Third, participants considered on how to counteract potential negative effects of AI on the rulemaking process, while capturing its benefits for regulatory development. To mitigate risks, participants highlighted the value of red-teaming in predicting how bad actors might use AI technologies in the public commenting process. In fact, President Biden’s executive order from October 2023 on the development and use of AI incorporated “AI red-teaming” – defined as “a structured testing effort to find flaws and vulnerabilities in an AI system” – into several directives. Session participants mentioned how having a consistent process for handling public comments across agencies, built upon compatible interpretations of the APA, would make red-teaming activities even more valuable, since the results would apply in more contexts and fixing a vulnerability for one agency would fix it for all.

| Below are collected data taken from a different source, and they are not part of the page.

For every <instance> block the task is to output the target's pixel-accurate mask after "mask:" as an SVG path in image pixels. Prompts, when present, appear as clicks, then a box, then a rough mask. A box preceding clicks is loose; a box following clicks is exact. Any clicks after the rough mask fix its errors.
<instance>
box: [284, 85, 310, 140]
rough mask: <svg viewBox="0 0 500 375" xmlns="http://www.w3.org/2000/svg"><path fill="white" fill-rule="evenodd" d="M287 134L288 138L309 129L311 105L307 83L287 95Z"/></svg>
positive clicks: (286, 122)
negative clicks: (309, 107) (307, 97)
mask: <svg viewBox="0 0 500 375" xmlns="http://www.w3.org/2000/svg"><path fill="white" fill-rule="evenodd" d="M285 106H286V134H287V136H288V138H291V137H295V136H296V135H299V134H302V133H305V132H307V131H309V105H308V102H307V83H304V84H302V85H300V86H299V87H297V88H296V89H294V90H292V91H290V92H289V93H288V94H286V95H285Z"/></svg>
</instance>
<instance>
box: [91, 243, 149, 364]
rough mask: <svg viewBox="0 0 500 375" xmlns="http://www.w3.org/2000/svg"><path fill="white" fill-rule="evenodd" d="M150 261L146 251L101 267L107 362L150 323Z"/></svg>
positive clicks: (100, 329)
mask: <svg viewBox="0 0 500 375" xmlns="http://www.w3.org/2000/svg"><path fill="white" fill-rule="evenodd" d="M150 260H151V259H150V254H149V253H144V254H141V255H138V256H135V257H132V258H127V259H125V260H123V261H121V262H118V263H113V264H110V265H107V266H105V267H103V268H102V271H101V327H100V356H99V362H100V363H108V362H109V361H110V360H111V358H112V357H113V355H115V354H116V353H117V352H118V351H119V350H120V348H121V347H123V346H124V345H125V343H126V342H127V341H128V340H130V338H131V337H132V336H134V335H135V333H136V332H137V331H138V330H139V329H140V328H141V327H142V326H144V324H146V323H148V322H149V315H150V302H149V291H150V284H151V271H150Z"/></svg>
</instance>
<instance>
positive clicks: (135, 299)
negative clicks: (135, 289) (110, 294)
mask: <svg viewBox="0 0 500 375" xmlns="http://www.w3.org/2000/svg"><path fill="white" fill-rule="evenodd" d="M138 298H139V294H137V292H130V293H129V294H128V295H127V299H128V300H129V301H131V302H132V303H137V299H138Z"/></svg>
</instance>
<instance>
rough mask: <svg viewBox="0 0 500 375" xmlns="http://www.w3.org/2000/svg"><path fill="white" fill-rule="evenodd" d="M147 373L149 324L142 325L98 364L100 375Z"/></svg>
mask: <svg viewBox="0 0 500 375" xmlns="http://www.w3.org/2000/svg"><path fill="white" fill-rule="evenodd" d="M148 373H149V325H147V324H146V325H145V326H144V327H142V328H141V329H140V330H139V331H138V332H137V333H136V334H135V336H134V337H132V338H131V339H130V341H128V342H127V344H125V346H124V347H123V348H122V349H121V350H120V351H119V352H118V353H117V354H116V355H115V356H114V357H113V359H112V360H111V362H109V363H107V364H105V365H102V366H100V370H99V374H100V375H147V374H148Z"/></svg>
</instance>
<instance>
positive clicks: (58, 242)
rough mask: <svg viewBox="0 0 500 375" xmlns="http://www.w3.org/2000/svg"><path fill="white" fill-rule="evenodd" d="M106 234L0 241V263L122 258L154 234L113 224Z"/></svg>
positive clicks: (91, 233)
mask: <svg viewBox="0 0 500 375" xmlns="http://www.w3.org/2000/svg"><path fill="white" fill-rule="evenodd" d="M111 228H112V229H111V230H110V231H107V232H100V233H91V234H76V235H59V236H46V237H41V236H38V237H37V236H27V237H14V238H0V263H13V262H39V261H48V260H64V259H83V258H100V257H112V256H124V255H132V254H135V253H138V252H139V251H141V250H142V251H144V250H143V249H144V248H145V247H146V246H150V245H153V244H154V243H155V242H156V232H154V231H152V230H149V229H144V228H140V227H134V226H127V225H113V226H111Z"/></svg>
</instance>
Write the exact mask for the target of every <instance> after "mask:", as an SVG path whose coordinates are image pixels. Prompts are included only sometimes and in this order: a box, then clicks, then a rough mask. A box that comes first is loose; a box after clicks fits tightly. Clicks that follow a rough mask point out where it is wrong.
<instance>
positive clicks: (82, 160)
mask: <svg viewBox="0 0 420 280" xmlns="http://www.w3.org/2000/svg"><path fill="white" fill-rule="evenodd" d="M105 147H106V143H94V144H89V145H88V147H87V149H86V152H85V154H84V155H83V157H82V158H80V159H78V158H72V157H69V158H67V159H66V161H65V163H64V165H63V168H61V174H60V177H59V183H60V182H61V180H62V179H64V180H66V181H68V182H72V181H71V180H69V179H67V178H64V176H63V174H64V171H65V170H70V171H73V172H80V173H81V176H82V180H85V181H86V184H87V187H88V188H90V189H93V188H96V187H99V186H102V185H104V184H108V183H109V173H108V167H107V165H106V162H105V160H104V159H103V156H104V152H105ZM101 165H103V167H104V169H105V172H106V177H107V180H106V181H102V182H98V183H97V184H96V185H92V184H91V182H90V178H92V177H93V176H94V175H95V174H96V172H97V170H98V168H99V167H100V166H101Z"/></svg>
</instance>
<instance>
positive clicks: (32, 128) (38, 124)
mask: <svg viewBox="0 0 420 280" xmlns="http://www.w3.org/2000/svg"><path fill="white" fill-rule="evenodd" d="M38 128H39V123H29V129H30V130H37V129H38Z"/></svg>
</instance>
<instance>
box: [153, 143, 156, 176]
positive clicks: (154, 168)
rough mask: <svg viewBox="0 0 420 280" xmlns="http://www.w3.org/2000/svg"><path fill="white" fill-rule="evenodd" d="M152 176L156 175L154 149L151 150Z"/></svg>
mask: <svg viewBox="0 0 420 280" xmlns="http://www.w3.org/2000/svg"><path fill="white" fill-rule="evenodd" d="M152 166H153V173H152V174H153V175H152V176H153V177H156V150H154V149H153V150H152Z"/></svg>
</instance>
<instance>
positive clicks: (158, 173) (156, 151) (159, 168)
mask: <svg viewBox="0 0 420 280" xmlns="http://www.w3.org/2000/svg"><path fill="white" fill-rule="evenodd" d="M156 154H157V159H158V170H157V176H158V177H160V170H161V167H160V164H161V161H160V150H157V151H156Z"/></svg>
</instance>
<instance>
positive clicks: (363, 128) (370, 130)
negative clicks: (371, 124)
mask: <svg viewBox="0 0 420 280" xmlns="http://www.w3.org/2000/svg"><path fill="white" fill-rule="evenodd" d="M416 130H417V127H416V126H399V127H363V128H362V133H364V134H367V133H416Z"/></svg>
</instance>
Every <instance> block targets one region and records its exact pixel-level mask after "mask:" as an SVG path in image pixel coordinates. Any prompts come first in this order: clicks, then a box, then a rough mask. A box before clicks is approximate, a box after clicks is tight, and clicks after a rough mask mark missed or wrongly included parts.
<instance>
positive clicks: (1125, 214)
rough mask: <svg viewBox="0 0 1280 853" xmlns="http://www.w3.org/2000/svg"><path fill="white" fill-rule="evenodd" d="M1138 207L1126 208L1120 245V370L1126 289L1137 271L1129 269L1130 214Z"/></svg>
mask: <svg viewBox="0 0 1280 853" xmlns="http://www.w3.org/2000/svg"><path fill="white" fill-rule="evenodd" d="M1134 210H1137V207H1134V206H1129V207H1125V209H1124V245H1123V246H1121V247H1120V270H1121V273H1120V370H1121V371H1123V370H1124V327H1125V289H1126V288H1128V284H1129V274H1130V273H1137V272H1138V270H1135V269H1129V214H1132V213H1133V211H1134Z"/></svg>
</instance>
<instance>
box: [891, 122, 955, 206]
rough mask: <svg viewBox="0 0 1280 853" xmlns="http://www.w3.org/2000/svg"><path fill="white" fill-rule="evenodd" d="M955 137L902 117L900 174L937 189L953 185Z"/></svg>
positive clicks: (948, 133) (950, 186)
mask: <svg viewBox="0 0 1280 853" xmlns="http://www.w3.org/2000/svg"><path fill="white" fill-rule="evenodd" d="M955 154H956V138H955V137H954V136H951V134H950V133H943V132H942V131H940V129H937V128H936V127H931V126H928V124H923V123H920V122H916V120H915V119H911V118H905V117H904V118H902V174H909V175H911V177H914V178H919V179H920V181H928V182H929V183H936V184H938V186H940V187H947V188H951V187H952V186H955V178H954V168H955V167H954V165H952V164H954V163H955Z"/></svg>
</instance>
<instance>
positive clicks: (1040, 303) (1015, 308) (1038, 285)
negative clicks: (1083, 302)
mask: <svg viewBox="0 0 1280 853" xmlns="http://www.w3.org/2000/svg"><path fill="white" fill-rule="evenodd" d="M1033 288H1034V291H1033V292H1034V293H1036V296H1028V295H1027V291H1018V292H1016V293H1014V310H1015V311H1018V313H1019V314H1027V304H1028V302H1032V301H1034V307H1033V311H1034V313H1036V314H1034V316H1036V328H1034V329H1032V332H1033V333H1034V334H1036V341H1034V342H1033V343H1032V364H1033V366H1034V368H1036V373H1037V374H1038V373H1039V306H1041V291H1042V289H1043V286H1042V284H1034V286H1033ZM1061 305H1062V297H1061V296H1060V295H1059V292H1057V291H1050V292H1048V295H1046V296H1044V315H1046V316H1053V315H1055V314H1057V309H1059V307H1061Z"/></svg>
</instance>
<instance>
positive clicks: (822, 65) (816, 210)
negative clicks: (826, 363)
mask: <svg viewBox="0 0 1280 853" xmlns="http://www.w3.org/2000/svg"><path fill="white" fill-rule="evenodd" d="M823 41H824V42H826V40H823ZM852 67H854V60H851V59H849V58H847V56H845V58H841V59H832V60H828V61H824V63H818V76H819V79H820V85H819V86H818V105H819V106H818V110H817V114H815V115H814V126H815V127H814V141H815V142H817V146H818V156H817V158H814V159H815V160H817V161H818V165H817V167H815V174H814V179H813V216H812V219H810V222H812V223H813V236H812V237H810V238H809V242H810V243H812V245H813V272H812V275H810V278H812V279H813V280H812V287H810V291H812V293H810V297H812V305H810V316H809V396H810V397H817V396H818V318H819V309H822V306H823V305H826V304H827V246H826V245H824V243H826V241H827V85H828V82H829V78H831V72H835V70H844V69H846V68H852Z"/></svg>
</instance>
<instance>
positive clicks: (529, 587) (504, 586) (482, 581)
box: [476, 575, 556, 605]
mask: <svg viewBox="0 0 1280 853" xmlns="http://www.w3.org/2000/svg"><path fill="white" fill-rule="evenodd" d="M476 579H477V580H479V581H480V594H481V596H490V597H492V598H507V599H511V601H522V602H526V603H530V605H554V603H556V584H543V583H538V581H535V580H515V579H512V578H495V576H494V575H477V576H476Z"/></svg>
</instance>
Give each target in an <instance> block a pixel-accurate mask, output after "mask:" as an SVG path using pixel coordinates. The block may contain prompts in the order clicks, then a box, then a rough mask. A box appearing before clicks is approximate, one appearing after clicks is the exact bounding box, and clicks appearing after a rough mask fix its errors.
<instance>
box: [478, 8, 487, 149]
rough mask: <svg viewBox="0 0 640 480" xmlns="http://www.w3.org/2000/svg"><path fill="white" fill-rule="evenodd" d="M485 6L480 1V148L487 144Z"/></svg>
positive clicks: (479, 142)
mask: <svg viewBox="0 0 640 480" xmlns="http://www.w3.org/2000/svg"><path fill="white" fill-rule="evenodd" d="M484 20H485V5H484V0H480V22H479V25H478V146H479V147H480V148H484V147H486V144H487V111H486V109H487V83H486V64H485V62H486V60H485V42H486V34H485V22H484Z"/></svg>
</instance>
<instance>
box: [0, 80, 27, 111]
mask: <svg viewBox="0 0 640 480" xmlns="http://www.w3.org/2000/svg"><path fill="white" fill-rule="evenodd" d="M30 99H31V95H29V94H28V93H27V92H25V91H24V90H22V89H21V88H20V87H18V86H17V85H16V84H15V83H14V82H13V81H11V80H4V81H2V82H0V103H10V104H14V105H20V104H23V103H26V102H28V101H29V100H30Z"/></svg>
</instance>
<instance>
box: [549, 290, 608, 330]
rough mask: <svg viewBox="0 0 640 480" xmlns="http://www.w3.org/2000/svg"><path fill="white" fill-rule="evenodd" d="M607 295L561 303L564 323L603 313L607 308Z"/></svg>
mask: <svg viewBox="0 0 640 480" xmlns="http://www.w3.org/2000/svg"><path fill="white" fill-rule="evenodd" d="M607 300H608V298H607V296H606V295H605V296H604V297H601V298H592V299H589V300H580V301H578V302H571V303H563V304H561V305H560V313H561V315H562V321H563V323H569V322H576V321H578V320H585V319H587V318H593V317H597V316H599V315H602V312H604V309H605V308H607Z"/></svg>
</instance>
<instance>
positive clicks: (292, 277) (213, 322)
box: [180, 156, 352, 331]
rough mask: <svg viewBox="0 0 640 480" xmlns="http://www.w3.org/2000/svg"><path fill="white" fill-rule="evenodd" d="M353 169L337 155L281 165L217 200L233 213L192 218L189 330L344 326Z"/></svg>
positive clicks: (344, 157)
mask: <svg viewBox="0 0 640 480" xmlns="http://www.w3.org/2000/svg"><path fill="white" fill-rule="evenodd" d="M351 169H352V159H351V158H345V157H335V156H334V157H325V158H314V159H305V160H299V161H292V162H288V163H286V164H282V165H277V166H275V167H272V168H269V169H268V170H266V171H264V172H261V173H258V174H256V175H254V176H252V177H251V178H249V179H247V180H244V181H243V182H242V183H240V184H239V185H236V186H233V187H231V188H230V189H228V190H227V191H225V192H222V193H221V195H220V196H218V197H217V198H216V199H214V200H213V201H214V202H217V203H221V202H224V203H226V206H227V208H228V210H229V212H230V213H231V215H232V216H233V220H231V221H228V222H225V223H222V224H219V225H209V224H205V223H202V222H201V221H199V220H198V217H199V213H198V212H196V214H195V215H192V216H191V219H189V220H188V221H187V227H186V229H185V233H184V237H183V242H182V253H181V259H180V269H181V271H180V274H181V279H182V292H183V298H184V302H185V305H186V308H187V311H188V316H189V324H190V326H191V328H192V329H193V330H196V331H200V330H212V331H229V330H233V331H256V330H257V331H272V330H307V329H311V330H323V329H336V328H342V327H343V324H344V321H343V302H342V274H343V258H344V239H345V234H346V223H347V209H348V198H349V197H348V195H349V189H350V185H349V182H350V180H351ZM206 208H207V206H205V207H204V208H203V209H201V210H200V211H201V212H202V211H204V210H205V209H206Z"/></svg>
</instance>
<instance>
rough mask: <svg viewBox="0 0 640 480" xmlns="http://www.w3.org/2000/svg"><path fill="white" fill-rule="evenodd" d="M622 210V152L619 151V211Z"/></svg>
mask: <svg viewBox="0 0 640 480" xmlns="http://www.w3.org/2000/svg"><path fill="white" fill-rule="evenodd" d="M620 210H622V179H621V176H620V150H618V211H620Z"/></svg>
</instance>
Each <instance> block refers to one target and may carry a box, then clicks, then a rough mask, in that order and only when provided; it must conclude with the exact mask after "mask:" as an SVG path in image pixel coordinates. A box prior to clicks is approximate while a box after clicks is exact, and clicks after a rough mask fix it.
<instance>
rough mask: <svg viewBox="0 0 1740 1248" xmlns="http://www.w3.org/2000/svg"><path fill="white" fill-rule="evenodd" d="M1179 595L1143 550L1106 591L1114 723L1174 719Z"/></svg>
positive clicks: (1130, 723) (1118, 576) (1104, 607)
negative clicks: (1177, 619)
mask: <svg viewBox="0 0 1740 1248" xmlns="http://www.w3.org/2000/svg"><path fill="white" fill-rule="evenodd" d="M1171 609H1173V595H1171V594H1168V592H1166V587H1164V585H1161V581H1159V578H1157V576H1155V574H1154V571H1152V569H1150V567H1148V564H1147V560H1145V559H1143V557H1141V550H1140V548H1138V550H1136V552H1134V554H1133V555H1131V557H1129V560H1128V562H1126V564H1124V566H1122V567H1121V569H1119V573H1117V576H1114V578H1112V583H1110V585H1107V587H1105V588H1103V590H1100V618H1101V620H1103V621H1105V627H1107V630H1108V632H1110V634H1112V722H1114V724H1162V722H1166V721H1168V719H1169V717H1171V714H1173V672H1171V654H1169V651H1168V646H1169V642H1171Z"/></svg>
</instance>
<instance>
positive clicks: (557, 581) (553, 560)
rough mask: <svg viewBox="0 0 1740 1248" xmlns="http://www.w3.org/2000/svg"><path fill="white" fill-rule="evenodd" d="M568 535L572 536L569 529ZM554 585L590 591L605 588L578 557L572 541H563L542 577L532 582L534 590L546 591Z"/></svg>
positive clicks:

When discussing AI’s potential benefits to rule development, several participants posed whether such tools could help agencies formulate regulation. At the very least, multiple participants thought that AI could play a substantial role in synthesizing the data and science that inform rules. Finally, individuals discussed how agencies can take proactive steps to better position themselves to reap the benefits of advanced AI capabilities. One example provided was how DOT's experience with using a structured format for its rules aided in retrospective review by facilitating the use of rule text as data. Greater accessibility of machine-readable rule text could play a role in leveraging AI systems to conduct ex ante and ex post analyses of regulations.

Ultimately, Generative AI poses numerous considerations for rule development and evaluation, particularly for public commenting on agency rules. Themes discussed in this session highlighted the need for agencies to be attentive and responsive to modern technologies and adapt their practices accordingly.


[1]    Participants in the breakout sessions agreed to abide by the Chatham House Rule of freely sharing the ideas and information discussed in the sessions without attributing them to a particular person or their affiliated organization.